Note that the present invention is not limited to the above-described embodiments. For example, the number of pixels serving as a processing unit is 8
The processing target is not limited to pixels, and multivalued images can also be processed. Furthermore, by configuring the masking process in the embodiment to be maskable with an arbitrary bit width, image processing with an arbitrary width is also possible. This makes it possible, for example, to change only the radical of a Kanji character image, which is highly effective. In short, the present invention can be implemented with various modifications without departing from the gist thereof.

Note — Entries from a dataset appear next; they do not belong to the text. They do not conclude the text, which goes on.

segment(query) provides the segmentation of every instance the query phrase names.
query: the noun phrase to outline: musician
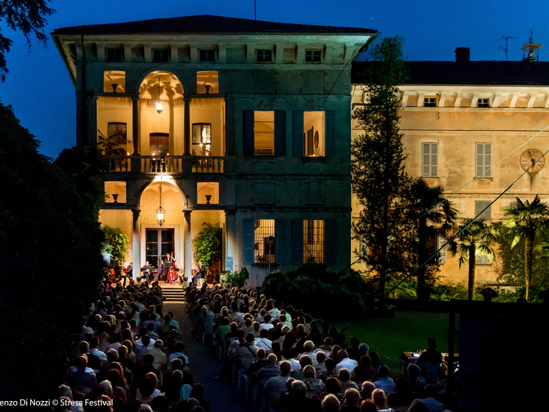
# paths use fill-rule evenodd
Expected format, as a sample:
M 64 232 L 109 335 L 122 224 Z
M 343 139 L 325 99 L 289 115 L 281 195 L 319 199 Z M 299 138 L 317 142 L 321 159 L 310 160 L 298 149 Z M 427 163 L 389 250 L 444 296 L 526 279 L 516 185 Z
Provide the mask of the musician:
M 170 278 L 168 277 L 168 271 L 170 271 L 170 267 L 173 267 L 174 264 L 176 262 L 175 258 L 174 258 L 174 253 L 172 252 L 168 252 L 166 253 L 166 260 L 164 261 L 164 268 L 162 269 L 163 274 L 164 275 L 164 283 L 170 283 Z M 171 263 L 171 266 L 168 266 L 168 264 Z

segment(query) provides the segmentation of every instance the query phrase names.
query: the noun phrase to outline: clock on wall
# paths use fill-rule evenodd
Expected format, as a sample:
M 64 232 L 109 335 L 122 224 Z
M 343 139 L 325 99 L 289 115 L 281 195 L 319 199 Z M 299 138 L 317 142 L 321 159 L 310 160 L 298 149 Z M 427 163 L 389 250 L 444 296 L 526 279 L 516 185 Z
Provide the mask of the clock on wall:
M 536 162 L 538 159 L 539 160 Z M 544 164 L 544 154 L 537 149 L 528 149 L 520 157 L 520 165 L 528 173 L 537 173 Z

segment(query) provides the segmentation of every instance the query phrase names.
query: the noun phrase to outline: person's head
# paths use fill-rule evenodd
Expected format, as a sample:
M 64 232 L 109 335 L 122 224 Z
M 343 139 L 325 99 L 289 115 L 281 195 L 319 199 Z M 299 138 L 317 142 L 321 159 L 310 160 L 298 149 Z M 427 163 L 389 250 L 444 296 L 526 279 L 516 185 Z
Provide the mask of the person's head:
M 342 367 L 340 369 L 339 369 L 339 374 L 338 376 L 339 376 L 339 380 L 341 382 L 347 382 L 351 379 L 351 372 L 349 372 L 349 369 L 345 367 Z
M 389 368 L 386 365 L 382 365 L 377 369 L 377 376 L 379 378 L 386 378 L 389 376 Z
M 303 368 L 303 378 L 316 378 L 316 370 L 312 365 L 307 365 Z
M 372 392 L 372 400 L 378 410 L 387 409 L 387 396 L 383 389 L 374 389 Z
M 307 396 L 307 385 L 301 380 L 292 382 L 292 391 L 296 398 L 305 398 Z
M 326 385 L 326 392 L 328 393 L 340 393 L 341 383 L 339 379 L 333 376 L 328 378 L 325 382 Z
M 421 372 L 421 368 L 415 363 L 408 363 L 406 370 L 408 371 L 408 376 L 410 379 L 417 379 Z
M 280 363 L 280 374 L 283 376 L 288 376 L 290 371 L 292 370 L 292 366 L 288 360 L 283 360 Z
M 345 403 L 349 407 L 358 408 L 360 406 L 360 393 L 354 388 L 345 391 Z
M 362 384 L 362 387 L 360 388 L 360 394 L 362 395 L 362 399 L 371 399 L 372 398 L 372 392 L 375 389 L 375 385 L 370 382 L 369 380 L 366 380 Z
M 439 389 L 436 385 L 432 383 L 425 385 L 425 398 L 436 398 L 439 396 Z
M 334 379 L 335 379 L 335 378 L 334 378 Z M 339 412 L 341 408 L 337 396 L 331 393 L 329 393 L 325 396 L 322 401 L 321 406 L 323 412 Z

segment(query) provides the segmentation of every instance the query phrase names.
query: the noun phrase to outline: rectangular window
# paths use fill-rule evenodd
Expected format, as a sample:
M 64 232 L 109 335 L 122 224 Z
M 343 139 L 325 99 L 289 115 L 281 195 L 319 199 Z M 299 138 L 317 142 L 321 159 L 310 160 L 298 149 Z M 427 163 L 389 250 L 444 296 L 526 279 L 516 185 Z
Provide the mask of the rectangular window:
M 439 144 L 422 143 L 422 172 L 423 177 L 439 176 Z
M 254 111 L 254 154 L 274 154 L 274 112 Z
M 478 99 L 477 107 L 490 107 L 490 99 Z
M 107 49 L 108 62 L 121 62 L 124 58 L 124 49 L 122 48 Z
M 303 112 L 305 156 L 324 156 L 324 112 Z
M 274 220 L 254 221 L 254 263 L 274 263 Z
M 168 62 L 170 61 L 170 50 L 161 49 L 152 51 L 153 62 Z
M 272 50 L 257 50 L 258 62 L 272 62 Z
M 101 143 L 104 146 L 105 154 L 126 154 L 128 134 L 126 123 L 109 122 L 107 126 L 107 138 Z
M 201 62 L 215 62 L 215 50 L 199 50 L 200 61 Z
M 324 263 L 324 220 L 303 220 L 303 263 Z
M 475 216 L 478 216 L 480 214 L 479 218 L 484 218 L 484 219 L 492 218 L 492 207 L 490 205 L 491 202 L 490 201 L 475 201 Z M 487 209 L 484 210 L 484 209 Z M 484 210 L 484 211 L 482 211 Z
M 149 135 L 150 154 L 152 156 L 167 156 L 170 154 L 170 134 L 151 133 Z
M 320 50 L 305 50 L 305 61 L 319 62 L 321 61 Z
M 491 170 L 489 170 L 492 163 L 492 144 L 476 144 L 476 175 L 477 177 L 491 177 Z M 485 173 L 484 172 L 487 171 Z M 484 173 L 484 174 L 482 174 Z M 482 176 L 480 176 L 482 174 Z

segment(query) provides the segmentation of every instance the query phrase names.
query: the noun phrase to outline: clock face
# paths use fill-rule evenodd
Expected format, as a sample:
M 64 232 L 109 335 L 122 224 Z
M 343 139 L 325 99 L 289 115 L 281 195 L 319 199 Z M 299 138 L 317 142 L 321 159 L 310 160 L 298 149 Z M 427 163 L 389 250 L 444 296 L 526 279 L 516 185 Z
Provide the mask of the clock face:
M 537 149 L 528 149 L 520 157 L 520 165 L 528 173 L 537 173 L 544 164 L 544 154 Z

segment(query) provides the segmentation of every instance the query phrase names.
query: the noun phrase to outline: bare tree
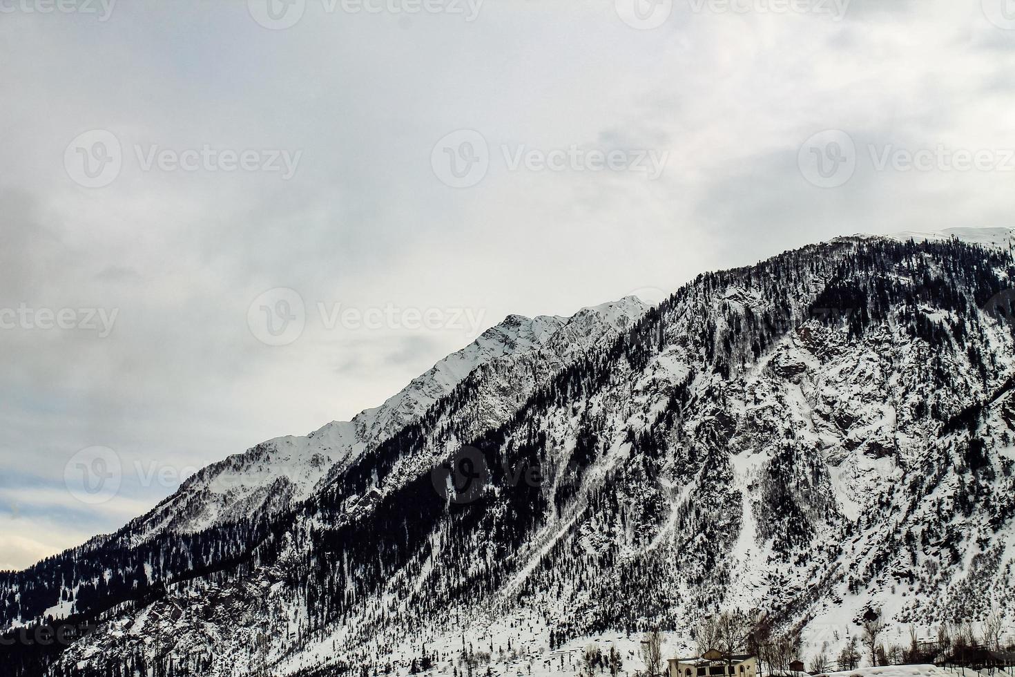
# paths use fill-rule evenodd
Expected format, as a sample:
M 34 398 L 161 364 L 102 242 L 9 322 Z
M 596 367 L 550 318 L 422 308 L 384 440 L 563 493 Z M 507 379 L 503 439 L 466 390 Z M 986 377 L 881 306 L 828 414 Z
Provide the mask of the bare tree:
M 860 652 L 857 651 L 857 637 L 850 637 L 850 640 L 838 653 L 839 670 L 856 670 L 860 664 Z
M 659 675 L 663 665 L 663 634 L 659 630 L 646 632 L 639 653 L 649 677 Z
M 588 645 L 585 651 L 582 652 L 582 667 L 585 668 L 583 671 L 584 675 L 588 677 L 595 677 L 596 666 L 603 662 L 603 652 L 600 651 L 599 647 L 596 645 Z
M 864 636 L 863 642 L 867 647 L 868 651 L 871 652 L 871 665 L 878 664 L 877 649 L 878 649 L 878 638 L 885 629 L 885 623 L 881 618 L 875 618 L 873 620 L 864 621 Z
M 722 633 L 723 630 L 718 615 L 702 618 L 694 628 L 694 638 L 697 640 L 698 656 L 704 656 L 714 649 L 722 651 L 720 649 Z
M 810 670 L 811 672 L 828 671 L 828 665 L 829 665 L 828 655 L 825 653 L 825 650 L 827 648 L 828 648 L 828 642 L 826 641 L 825 646 L 821 648 L 821 651 L 818 652 L 817 655 L 811 659 L 811 670 Z
M 615 646 L 610 645 L 610 677 L 617 677 L 621 667 L 623 667 L 623 659 L 620 658 L 620 652 Z
M 771 641 L 771 618 L 768 612 L 760 611 L 754 617 L 754 623 L 747 635 L 747 653 L 758 657 L 758 671 L 767 661 L 768 644 Z M 771 667 L 769 666 L 769 672 Z
M 991 607 L 991 613 L 984 621 L 984 644 L 992 652 L 1001 651 L 1001 628 L 1004 627 L 1004 618 L 998 608 Z
M 938 625 L 938 651 L 945 653 L 951 649 L 951 626 L 947 620 L 941 621 Z

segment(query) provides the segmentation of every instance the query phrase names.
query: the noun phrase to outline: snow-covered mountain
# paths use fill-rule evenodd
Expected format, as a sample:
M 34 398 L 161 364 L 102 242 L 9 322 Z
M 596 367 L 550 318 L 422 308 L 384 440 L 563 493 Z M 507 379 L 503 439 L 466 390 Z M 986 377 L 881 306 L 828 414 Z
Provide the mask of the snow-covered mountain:
M 647 313 L 509 318 L 329 424 L 351 431 L 300 438 L 331 451 L 298 491 L 202 488 L 143 539 L 0 576 L 5 624 L 61 600 L 78 615 L 58 625 L 96 624 L 8 672 L 564 675 L 590 640 L 628 672 L 637 632 L 672 655 L 729 609 L 804 658 L 865 616 L 889 644 L 1012 627 L 1015 262 L 996 234 L 840 238 Z M 228 470 L 245 487 L 282 457 L 255 452 Z
M 216 524 L 273 516 L 313 494 L 368 449 L 416 421 L 477 367 L 494 360 L 545 360 L 542 379 L 585 351 L 611 341 L 648 310 L 639 299 L 583 309 L 570 318 L 512 315 L 439 360 L 380 407 L 332 421 L 306 435 L 285 435 L 208 466 L 132 525 L 135 539 L 165 529 L 196 533 Z M 536 353 L 532 355 L 531 353 Z M 512 408 L 509 397 L 500 403 Z

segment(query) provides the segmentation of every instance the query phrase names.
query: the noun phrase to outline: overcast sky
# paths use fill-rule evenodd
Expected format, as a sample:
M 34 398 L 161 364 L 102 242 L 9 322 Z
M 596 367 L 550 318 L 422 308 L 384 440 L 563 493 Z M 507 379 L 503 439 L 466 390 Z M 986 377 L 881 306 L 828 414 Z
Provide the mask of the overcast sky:
M 1011 225 L 1007 0 L 57 1 L 0 0 L 0 568 L 510 313 Z

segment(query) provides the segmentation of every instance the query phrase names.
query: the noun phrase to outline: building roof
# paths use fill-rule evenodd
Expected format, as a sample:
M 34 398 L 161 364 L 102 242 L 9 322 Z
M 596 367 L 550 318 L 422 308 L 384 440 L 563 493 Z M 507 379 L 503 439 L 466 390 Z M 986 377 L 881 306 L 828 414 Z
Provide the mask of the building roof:
M 733 661 L 735 663 L 740 663 L 746 661 L 747 659 L 754 658 L 753 654 L 733 654 L 731 656 L 723 656 L 720 659 L 709 661 L 708 659 L 702 658 L 700 656 L 692 656 L 689 658 L 671 658 L 668 659 L 671 663 L 676 661 L 677 663 L 693 663 L 693 664 L 705 664 L 705 663 L 726 663 L 727 661 Z

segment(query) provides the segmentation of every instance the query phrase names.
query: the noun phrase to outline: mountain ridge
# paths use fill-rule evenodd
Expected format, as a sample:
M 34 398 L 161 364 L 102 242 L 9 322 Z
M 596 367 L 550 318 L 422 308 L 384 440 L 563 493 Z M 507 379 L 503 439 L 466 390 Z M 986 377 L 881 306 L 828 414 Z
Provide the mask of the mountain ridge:
M 808 652 L 872 611 L 1015 619 L 1015 341 L 983 310 L 1013 272 L 953 240 L 837 239 L 702 274 L 569 363 L 571 335 L 489 360 L 245 560 L 175 579 L 46 665 L 326 674 L 425 655 L 451 674 L 468 635 L 516 648 L 486 659 L 498 674 L 549 675 L 573 671 L 558 649 L 652 626 L 686 640 L 719 608 L 766 610 Z M 432 480 L 463 445 L 489 477 L 459 503 Z M 216 529 L 198 550 L 236 540 Z

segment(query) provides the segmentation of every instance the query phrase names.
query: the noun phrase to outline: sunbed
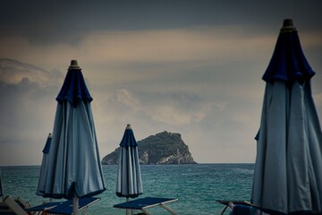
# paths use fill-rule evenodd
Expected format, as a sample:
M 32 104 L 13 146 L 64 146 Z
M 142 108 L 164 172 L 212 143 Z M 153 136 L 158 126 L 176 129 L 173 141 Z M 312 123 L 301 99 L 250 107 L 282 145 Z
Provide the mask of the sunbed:
M 26 202 L 23 202 L 26 203 Z M 11 196 L 6 195 L 3 197 L 3 202 L 0 202 L 0 214 L 1 215 L 9 215 L 9 214 L 17 214 L 17 215 L 28 215 L 26 212 L 26 207 L 22 202 L 13 200 Z
M 79 201 L 79 211 L 84 215 L 87 209 L 93 203 L 98 202 L 100 198 L 89 197 L 80 198 Z M 68 200 L 65 202 L 54 202 L 40 204 L 35 207 L 27 209 L 29 212 L 44 212 L 50 214 L 72 214 L 72 201 Z
M 119 203 L 114 205 L 114 208 L 125 209 L 125 210 L 140 210 L 144 214 L 152 215 L 147 210 L 149 208 L 161 206 L 166 211 L 168 211 L 173 215 L 178 215 L 174 210 L 172 210 L 167 203 L 177 202 L 178 199 L 169 199 L 169 198 L 157 198 L 157 197 L 146 197 L 137 200 L 129 201 L 123 203 Z
M 232 215 L 269 215 L 246 201 L 216 200 L 216 202 L 225 205 L 220 215 L 223 215 L 228 207 L 231 207 Z

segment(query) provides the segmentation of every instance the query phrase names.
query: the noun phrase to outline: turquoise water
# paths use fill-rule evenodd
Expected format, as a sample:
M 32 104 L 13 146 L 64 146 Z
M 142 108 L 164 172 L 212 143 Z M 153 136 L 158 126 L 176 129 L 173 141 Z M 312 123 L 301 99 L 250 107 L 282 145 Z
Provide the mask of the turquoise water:
M 4 194 L 21 196 L 32 205 L 44 202 L 36 195 L 39 166 L 2 167 L 1 170 Z M 103 166 L 103 170 L 107 190 L 86 214 L 125 214 L 113 208 L 125 201 L 114 194 L 117 166 Z M 223 206 L 215 200 L 250 201 L 253 173 L 254 164 L 142 165 L 144 194 L 140 197 L 177 198 L 169 206 L 181 215 L 219 214 Z M 161 207 L 149 211 L 169 214 Z

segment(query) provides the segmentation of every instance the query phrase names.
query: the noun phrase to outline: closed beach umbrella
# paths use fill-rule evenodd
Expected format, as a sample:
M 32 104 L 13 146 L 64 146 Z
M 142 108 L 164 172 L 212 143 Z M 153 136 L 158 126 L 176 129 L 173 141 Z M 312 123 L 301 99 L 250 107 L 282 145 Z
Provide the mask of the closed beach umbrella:
M 73 199 L 106 190 L 90 102 L 92 98 L 77 61 L 72 60 L 56 98 L 53 138 L 41 191 L 51 198 Z
M 53 135 L 49 133 L 48 137 L 46 141 L 46 144 L 43 150 L 43 159 L 41 161 L 41 167 L 40 167 L 40 174 L 39 174 L 39 180 L 38 180 L 38 185 L 37 188 L 37 194 L 38 195 L 42 195 L 44 197 L 47 197 L 45 194 L 43 194 L 42 192 L 45 189 L 45 185 L 46 185 L 46 170 L 47 169 L 47 166 L 48 166 L 48 152 L 49 152 L 49 149 L 50 149 L 50 144 L 51 144 L 51 141 L 52 141 Z
M 314 74 L 292 20 L 285 20 L 263 76 L 252 191 L 252 202 L 271 214 L 322 213 L 322 133 L 311 95 Z
M 128 200 L 142 194 L 138 143 L 131 125 L 128 125 L 120 143 L 116 195 Z

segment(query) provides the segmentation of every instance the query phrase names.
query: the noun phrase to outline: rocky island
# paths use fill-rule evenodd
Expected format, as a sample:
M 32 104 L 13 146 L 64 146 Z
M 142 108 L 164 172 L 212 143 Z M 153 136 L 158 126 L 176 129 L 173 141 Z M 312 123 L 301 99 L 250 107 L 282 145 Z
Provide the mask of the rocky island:
M 140 164 L 196 164 L 180 133 L 163 132 L 138 142 Z M 105 156 L 102 164 L 117 164 L 118 147 Z

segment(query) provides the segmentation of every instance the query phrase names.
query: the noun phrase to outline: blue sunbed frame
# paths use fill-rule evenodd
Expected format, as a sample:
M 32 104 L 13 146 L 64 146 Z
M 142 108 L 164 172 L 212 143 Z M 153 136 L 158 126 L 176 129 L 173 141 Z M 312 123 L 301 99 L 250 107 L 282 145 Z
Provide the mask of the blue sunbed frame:
M 98 202 L 100 198 L 97 197 L 89 197 L 89 198 L 81 198 L 79 200 L 79 211 L 83 211 L 82 213 L 85 213 L 87 208 L 91 204 Z M 51 214 L 72 214 L 72 201 L 68 200 L 65 202 L 48 202 L 45 204 L 40 204 L 35 207 L 29 208 L 26 210 L 30 212 L 40 212 L 47 211 Z
M 169 206 L 165 205 L 170 202 L 177 202 L 178 199 L 169 199 L 169 198 L 157 198 L 157 197 L 146 197 L 137 200 L 129 201 L 123 203 L 115 204 L 113 207 L 118 209 L 126 209 L 126 210 L 140 210 L 143 213 L 147 215 L 152 215 L 147 210 L 149 208 L 161 206 L 166 211 L 168 211 L 173 215 L 178 215 L 174 210 Z

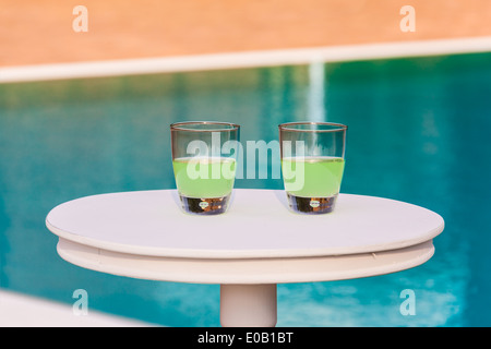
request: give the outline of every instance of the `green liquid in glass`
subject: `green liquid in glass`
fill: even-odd
[[[231,193],[236,160],[185,157],[172,161],[179,194],[187,197],[223,197]]]
[[[290,157],[282,160],[285,190],[302,197],[338,194],[344,169],[345,160],[340,157]]]

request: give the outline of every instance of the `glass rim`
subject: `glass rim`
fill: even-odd
[[[333,127],[333,129],[327,130],[314,130],[314,129],[297,129],[296,125],[325,125],[325,127]],[[323,122],[323,121],[296,121],[296,122],[285,122],[278,124],[278,129],[280,131],[294,131],[294,132],[339,132],[339,131],[346,131],[348,130],[348,127],[343,123],[336,123],[336,122]]]
[[[187,125],[200,125],[200,124],[211,124],[211,125],[227,125],[229,129],[191,129]],[[240,124],[223,121],[180,121],[170,124],[171,131],[187,131],[187,132],[224,132],[224,131],[236,131],[240,129]]]

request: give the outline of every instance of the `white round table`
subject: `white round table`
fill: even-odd
[[[86,196],[46,225],[81,267],[152,280],[220,284],[223,326],[275,326],[276,285],[394,273],[427,262],[442,217],[399,201],[340,194],[335,210],[301,215],[285,192],[236,189],[217,216],[182,212],[175,190]]]

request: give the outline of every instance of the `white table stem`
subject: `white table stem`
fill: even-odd
[[[220,323],[224,327],[274,327],[276,284],[220,285]]]

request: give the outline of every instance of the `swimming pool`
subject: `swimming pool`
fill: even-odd
[[[342,192],[421,205],[445,230],[414,269],[278,285],[277,325],[491,325],[491,53],[330,63],[323,77],[325,119],[349,127]],[[68,304],[85,289],[89,309],[219,326],[219,286],[76,267],[45,217],[80,196],[175,188],[171,122],[230,121],[242,142],[277,140],[278,123],[311,116],[309,84],[307,65],[0,84],[0,286]],[[415,315],[399,311],[405,289]]]

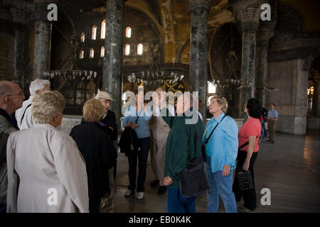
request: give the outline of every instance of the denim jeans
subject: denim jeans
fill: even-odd
[[[196,198],[187,198],[181,194],[180,189],[168,187],[168,202],[166,211],[168,213],[195,213]]]
[[[210,157],[206,155],[204,169],[210,189],[207,193],[208,212],[218,213],[219,196],[221,197],[226,213],[237,213],[237,204],[233,192],[233,172],[223,176],[222,171],[211,172]]]
[[[6,212],[6,204],[0,204],[0,214]]]
[[[146,177],[146,163],[148,162],[149,148],[150,148],[150,137],[138,139],[140,150],[128,153],[129,182],[128,189],[134,191],[136,189],[137,164],[139,160],[139,175],[137,180],[138,192],[144,192],[144,182]]]

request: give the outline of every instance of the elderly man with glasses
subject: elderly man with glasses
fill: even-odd
[[[17,84],[0,82],[0,213],[5,212],[6,206],[6,142],[9,134],[18,131],[11,124],[9,115],[22,106],[24,99]]]

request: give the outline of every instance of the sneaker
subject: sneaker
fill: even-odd
[[[150,186],[151,187],[157,187],[159,184],[159,179],[155,179],[152,182],[150,183]]]
[[[158,194],[162,195],[165,194],[166,192],[166,186],[160,186],[158,189]]]
[[[250,210],[245,206],[241,206],[240,208],[238,209],[238,211],[240,213],[247,213],[252,211],[252,210]]]
[[[136,199],[140,199],[144,197],[144,192],[137,192]]]
[[[129,196],[132,194],[133,191],[130,189],[127,189],[126,192],[124,192],[124,196]]]

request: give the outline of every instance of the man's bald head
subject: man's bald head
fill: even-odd
[[[9,114],[22,107],[24,98],[17,84],[6,80],[0,82],[0,108]]]

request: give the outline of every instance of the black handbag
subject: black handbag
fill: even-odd
[[[140,111],[140,113],[142,111]],[[138,114],[135,123],[138,121],[140,113]],[[121,134],[118,145],[122,153],[139,150],[138,137],[135,130],[131,127],[125,128]]]
[[[253,189],[252,179],[250,171],[240,171],[238,172],[238,183],[240,191]]]
[[[196,128],[197,139],[198,138],[200,139],[196,125],[193,126]],[[179,188],[181,194],[187,198],[206,193],[209,189],[202,157],[188,160],[186,167],[180,172]]]
[[[257,136],[258,138],[258,136]],[[245,142],[242,145],[240,145],[238,150],[238,154],[241,149],[249,144],[249,141]],[[237,157],[237,160],[238,160]],[[253,189],[252,178],[251,178],[251,173],[248,171],[240,170],[237,172],[238,175],[238,184],[239,186],[240,191],[245,191],[247,189]]]

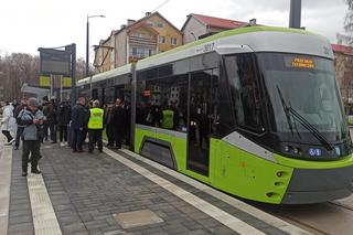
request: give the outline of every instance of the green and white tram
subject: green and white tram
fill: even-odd
[[[135,152],[216,189],[276,204],[353,191],[333,53],[319,35],[225,31],[90,82],[93,98],[131,104]]]

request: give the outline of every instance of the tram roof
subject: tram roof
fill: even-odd
[[[104,72],[104,73],[99,73],[99,74],[93,75],[92,76],[92,83],[96,83],[96,82],[108,79],[108,78],[113,78],[113,77],[118,77],[118,76],[124,75],[124,74],[129,74],[129,73],[131,73],[131,66],[132,66],[131,64],[127,64],[127,65],[124,65],[121,67],[114,68],[111,71],[107,71],[107,72]],[[77,85],[78,86],[84,86],[84,85],[87,85],[89,83],[90,83],[90,77],[85,77],[83,79],[79,79],[77,82]]]
[[[218,54],[288,52],[333,58],[329,40],[315,33],[290,28],[245,26],[223,31],[143,58],[138,61],[136,70],[140,71],[212,51],[216,51]]]

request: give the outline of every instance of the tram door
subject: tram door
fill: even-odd
[[[212,135],[212,71],[191,74],[188,126],[188,169],[208,175]]]

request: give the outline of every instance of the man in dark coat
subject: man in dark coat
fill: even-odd
[[[106,121],[106,133],[108,138],[107,147],[114,147],[114,120],[113,120],[113,108],[114,103],[109,104],[106,114],[105,114],[105,121]]]
[[[56,114],[52,102],[47,102],[43,107],[44,116],[46,117],[46,124],[51,131],[52,143],[56,143]]]
[[[114,139],[116,141],[116,149],[121,148],[121,142],[126,129],[126,114],[121,99],[117,99],[116,106],[113,109],[113,126],[114,126]]]
[[[67,125],[71,120],[71,108],[67,102],[62,102],[57,108],[57,126],[58,126],[58,137],[60,146],[65,146],[67,141]],[[64,142],[65,141],[65,142]]]
[[[72,109],[71,116],[71,129],[73,133],[72,149],[73,152],[83,152],[82,149],[82,131],[87,124],[87,110],[85,108],[86,99],[79,97],[76,102],[76,105]]]
[[[26,103],[28,103],[28,98],[22,98],[21,100],[21,105],[18,106],[14,110],[13,117],[17,119],[18,122],[18,131],[15,133],[15,142],[14,142],[14,149],[18,150],[19,146],[20,146],[20,137],[22,136],[23,129],[25,127],[25,125],[20,125],[18,121],[19,118],[19,114],[22,109],[26,108]]]

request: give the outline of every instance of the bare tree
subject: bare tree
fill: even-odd
[[[347,4],[347,12],[344,18],[344,33],[338,33],[338,43],[353,46],[353,0],[344,0]],[[335,70],[340,83],[341,94],[344,97],[345,107],[352,103],[352,78],[353,78],[353,53],[352,50],[345,50],[345,53],[335,55]]]
[[[353,45],[353,0],[344,0],[349,9],[344,18],[344,34],[338,33],[339,44]]]
[[[12,53],[0,60],[3,99],[21,98],[23,83],[39,83],[39,57],[25,53]]]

[Brief explanation of drawings]

FIG. 1 is a schematic configuration diagram showing the main parts of an apparatus according to an embodiment of the present invention, FIG. 2 is a diagram showing the relationship between blocking of the display screen and one unit of pixel group to be processed, and FIGS. FIG. 5 is a diagram for explaining rotation processing of one unit of pixel data group. 1, 2... Image memory, 3... Arithmetic unit, 4...
Input information rotation unit, 5...Mask processing unit, 6
. . . Output information rotation section, 7 . . . Control section.

Claims (1)

[Scope of Claims] 1. Simultaneously accessible first and second image memories in which image information is sequentially divided into blocks by a predetermined number of pixels and stored alternately in block units; means for simultaneously accessing blocks of the first and second image memories containing pixels to be written or read; An image storage device comprising: a rotation circuit that aligns or rotates data groups read from the two blocks to form one unit. 2. The rotation circuit rotates one unit of write pixel data group, aligns the pixels, and performs mask processing to supply only the above pixel data group to the first and second image memories for writing. An image storage device according to claim 1. 3. When one unit of pixels to be written or read is based on a block in the first image memory, the access means simultaneously accesses the same block address in the first and second image memories, and accesses the same block address in the second image memory. When using the second
2. The image storage device according to claim 1, wherein a block address next to an access block address of the first image memory is simultaneously accessed as an access block of the first image memory.